Мы приходим с Борисом, и Ури, приветствуя нас, молча показывает глазами куда-то в конец коридора: оттуда, в контражуре утреннего солнца, бьющего ей в спину, медленно движется знакомая фигура через «фе». Мама прогуливается по коридору с ходунком: за последние месяцы дважды падала на ровном месте, и сейчас ей запрещают ходить без опоры. Приближается, вглядывается… и бурно радуется, узнавая зятя.
– Если б я знала, что сегодня придёт Борис, – говорит, лукаво улыбаясь, – я бы стала блондинкой – от избытка чувств!
Сегодня она очень деятельная, говорливая, с выразительными быстрыми глазами. Ногти накрашены бордовым лаком – это уже старания чернокожей санитарки Вивиан. В свободную минуту та украшает своих престарелых «девочек», как идолов, чуть ли не фимиам воскуряя. Порой я застаю маму в каких-то странных ракушечных бусах явно эфиопского происхождения. И, пробегая мимо, Вивиан спрашивает, сияя белоснежными зубами: «Ну, как Рыта? Красыва?» – надо отметить, все санитарки знают немало русских слов и фраз, причём не только функциональных.
Мы выходим на террасу, торжественно усаживаем маму в ротанговое кресло, садимся рядом. Тут жарковато, я даже нахлобучиваю свою соломенную шляпу, но мама явно наслаждается теплом.
– Тебе не кажется, что у меня поредели волосы? – спрашивает она. «Отличный уместный вопрос, – вполголоса замечаю я мужу. – Разве не могла бы любая нормальная мать задать его дочери?», на что мой муж, тоже вполголоса, вставляет: «…нормальной дочери…»
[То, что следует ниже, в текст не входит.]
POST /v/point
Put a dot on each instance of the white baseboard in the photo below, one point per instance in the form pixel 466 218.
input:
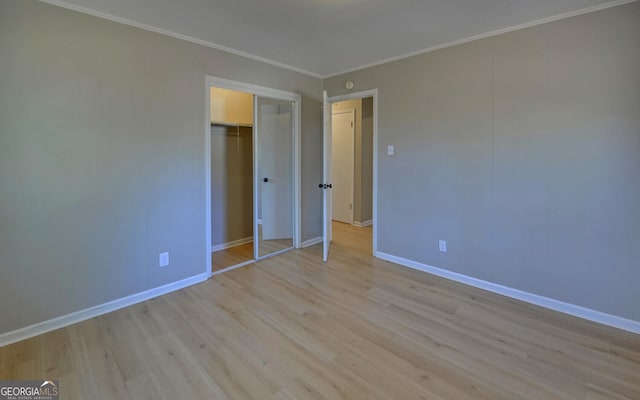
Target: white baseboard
pixel 311 242
pixel 234 243
pixel 362 224
pixel 88 313
pixel 231 268
pixel 556 305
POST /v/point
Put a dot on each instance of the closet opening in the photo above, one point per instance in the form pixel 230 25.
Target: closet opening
pixel 253 173
pixel 231 178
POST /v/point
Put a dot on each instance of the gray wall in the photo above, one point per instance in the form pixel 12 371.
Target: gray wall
pixel 102 159
pixel 231 184
pixel 523 152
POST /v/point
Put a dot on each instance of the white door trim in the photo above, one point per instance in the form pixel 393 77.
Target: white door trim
pixel 213 81
pixel 359 95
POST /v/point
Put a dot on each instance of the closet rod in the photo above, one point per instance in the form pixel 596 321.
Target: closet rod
pixel 232 124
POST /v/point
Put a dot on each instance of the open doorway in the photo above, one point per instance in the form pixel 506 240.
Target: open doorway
pixel 349 171
pixel 253 179
pixel 352 172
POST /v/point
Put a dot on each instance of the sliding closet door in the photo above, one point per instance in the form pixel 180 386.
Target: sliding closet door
pixel 274 176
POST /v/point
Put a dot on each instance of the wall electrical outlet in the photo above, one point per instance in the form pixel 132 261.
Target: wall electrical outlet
pixel 163 259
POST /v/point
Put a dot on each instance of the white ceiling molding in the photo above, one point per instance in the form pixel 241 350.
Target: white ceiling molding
pixel 187 38
pixel 497 32
pixel 325 37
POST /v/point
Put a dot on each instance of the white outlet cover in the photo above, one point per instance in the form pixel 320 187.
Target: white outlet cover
pixel 163 259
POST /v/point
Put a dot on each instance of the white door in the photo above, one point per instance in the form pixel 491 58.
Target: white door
pixel 326 198
pixel 342 156
pixel 274 131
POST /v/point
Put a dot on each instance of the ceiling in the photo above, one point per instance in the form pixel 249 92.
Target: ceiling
pixel 325 37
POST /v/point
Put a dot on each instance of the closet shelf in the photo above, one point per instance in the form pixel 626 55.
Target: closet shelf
pixel 231 124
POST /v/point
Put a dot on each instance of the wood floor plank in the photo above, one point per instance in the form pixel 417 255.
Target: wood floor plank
pixel 354 328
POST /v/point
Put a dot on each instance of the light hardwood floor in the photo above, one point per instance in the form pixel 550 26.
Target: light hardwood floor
pixel 291 327
pixel 232 256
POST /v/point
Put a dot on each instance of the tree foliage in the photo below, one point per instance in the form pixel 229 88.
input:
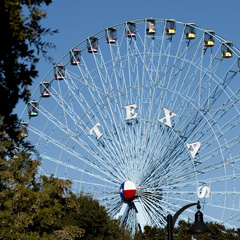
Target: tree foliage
pixel 21 42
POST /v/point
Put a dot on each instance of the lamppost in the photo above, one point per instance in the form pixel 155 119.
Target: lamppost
pixel 197 228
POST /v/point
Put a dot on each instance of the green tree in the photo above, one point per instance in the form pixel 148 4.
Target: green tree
pixel 21 42
pixel 94 219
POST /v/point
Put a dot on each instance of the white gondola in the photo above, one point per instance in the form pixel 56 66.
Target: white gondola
pixel 45 89
pixel 130 29
pixel 75 56
pixel 170 27
pixel 59 71
pixel 92 44
pixel 209 38
pixel 33 108
pixel 111 35
pixel 151 30
pixel 190 31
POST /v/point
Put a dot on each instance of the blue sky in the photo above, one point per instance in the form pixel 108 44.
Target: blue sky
pixel 78 19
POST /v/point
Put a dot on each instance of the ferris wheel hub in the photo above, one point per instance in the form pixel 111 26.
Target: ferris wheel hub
pixel 128 190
– Нет, мамуля, волосы прекрасны. Только мы их перестали красить, и они у тебя теперь белоснежные.
– Так я блондинка?
Это сегодня главная тема дня: блондинки. Может, приходил кто-то из дам, кто произвёл на маму неизгладимое впечатление.
Я ей оживлённо рассказываю (здесь я почему-то всегда слишком оживлённо болтаю), что у нас одновременно болеют гриппом и Ева, и Дима, а я курсирую между ними, развожу лекарства и продукты.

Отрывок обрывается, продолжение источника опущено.